I searched the orchard and the paddock. I looked for feathers, for signs of a break in the fence. I searched the barn. I put all the lights on down there and opened the doors wide, hoping she would come home on her own. But it was already too dark and she was probably in some temporary roost. So I started to search trees and bushes with the flashlight. They do talk to you in a sleepy voice when the light is on them. So I bawk-bawked and coo'd my way around the yard. Yes, I sounded like an idiot. But by now, after six months, I talk chicken pretty well. Hey, I even talked to the barred owl the other night and he/she answered.
The only answer tonight was the crashing about of 2 cats and a dog. No chicken. I was devastated. She's a pet. I'm responsible for her. I thought she could find a pretty safe place for the night, but in early morning it would be dangerous for her. The fox would be out still, no people around to keep her safe, no other hens.

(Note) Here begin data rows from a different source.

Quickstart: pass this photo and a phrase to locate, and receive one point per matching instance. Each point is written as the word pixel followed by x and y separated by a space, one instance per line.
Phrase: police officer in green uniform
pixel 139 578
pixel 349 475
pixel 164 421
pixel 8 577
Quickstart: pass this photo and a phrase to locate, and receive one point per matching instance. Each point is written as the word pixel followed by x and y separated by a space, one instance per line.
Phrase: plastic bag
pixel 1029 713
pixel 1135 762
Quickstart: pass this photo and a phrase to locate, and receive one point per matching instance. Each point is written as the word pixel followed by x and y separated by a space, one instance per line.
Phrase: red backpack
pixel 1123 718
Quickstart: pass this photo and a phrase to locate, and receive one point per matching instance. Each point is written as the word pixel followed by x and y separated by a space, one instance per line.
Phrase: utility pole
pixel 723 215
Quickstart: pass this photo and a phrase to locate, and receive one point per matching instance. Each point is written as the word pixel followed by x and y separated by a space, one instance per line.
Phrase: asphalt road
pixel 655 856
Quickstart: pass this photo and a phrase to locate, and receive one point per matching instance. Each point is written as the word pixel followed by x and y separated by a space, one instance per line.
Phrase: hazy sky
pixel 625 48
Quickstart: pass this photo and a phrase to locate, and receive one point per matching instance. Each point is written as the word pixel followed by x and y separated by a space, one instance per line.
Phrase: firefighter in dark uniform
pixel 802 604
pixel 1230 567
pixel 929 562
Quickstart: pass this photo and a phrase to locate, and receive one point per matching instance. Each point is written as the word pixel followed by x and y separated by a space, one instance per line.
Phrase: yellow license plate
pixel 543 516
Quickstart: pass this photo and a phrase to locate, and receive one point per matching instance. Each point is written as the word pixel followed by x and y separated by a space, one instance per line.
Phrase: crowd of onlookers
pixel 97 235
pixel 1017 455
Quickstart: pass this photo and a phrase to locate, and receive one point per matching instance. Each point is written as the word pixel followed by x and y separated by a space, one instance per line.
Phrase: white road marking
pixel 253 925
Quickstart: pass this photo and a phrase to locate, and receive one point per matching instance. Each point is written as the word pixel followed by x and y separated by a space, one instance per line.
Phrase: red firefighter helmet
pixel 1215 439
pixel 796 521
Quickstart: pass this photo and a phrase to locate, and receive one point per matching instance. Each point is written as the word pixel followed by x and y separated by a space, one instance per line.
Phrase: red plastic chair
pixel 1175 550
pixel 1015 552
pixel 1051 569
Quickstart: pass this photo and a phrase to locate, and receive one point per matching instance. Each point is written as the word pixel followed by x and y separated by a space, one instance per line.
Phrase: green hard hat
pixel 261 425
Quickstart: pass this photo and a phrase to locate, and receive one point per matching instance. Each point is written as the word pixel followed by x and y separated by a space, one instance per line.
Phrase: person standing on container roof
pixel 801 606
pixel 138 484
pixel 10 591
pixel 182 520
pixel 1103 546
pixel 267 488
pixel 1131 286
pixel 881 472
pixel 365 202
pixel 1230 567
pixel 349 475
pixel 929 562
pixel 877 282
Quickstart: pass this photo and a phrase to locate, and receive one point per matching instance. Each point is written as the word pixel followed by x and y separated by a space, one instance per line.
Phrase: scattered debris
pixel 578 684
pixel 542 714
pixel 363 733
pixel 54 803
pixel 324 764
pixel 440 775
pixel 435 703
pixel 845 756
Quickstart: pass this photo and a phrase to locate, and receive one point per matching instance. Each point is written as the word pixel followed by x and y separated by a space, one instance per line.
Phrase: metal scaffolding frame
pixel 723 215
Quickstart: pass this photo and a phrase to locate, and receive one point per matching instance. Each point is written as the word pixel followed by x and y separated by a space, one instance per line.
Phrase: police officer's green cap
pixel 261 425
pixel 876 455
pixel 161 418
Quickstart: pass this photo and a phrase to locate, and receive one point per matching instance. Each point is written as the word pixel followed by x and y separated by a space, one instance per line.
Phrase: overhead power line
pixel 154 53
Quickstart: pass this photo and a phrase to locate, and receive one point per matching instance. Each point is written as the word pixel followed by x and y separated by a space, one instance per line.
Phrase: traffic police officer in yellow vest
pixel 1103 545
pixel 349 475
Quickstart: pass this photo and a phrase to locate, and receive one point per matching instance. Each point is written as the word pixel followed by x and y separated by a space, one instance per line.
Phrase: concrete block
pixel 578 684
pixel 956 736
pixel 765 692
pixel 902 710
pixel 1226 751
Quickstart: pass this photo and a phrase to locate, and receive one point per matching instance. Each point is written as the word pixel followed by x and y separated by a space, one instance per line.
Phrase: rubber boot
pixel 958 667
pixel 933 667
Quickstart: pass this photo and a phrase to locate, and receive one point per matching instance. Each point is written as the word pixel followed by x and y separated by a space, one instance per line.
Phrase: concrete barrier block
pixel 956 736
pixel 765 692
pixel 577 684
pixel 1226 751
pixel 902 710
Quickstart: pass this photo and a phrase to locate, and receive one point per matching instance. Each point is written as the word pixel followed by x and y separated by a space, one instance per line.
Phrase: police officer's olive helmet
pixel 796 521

After all, one hears the birds for at least an hour before the sun actually comes up. She would be up and about much too early for her safety.

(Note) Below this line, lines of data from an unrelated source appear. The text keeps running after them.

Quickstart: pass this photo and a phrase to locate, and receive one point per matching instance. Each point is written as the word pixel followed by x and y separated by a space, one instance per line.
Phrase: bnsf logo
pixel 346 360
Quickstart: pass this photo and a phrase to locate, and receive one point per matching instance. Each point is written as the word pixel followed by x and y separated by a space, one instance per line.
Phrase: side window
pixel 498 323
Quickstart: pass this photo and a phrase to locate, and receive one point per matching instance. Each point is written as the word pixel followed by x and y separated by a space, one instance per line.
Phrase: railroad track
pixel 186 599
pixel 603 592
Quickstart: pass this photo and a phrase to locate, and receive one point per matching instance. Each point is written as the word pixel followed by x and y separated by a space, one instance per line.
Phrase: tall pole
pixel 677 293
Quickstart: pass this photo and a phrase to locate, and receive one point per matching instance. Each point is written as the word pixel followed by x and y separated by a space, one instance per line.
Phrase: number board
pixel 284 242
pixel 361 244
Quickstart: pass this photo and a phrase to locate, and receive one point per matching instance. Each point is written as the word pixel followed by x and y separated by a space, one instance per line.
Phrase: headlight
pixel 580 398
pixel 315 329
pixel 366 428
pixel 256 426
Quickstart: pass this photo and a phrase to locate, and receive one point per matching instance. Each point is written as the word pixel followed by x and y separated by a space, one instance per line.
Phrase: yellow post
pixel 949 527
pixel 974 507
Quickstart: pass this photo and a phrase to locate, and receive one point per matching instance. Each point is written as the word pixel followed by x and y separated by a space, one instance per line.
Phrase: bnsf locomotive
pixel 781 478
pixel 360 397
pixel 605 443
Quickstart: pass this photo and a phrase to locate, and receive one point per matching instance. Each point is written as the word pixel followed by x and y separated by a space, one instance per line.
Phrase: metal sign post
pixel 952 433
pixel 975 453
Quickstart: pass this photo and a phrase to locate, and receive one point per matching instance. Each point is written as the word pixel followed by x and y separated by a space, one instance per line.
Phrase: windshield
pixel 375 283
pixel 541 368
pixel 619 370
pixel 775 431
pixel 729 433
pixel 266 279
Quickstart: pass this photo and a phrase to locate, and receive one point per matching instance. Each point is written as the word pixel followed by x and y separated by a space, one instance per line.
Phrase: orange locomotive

And I'm wondering how long I'm going to keep this up, wandering around the yard with two flashlights, two cats and a dog, making chicken noises. And I've circled around the barn for about the fourth time. And I'm checking the lilacs between the garden and E's house, right near the coop, looking in the branches. And something caught my eye across the fence. Mid-air, so to speak.
There she was, clinging for all she was worth to the top wire of the coop fence, about 5 feet off the ground. This fence is supposed to be too high for them to fly it. But she got up there somehow. And then her pea brain failed her. If she had just let go, she would have been in her run and could have gone in the door to the coop which was still open. But apparently, once it was dark, she couldn't let go and go down. She had to stay up. So there she was, barely balancing on a single wire, knowing where home was and not quite able to get all the way there. Talk about happy to turn the decisions over to someone else. She was so happy to be picked up and carried into the barn and put into the coop. Not a struggle. Hopped right up on the top rung of the roost, home with the flock.
But just wait. Tomorrow she'll be trying to get out again.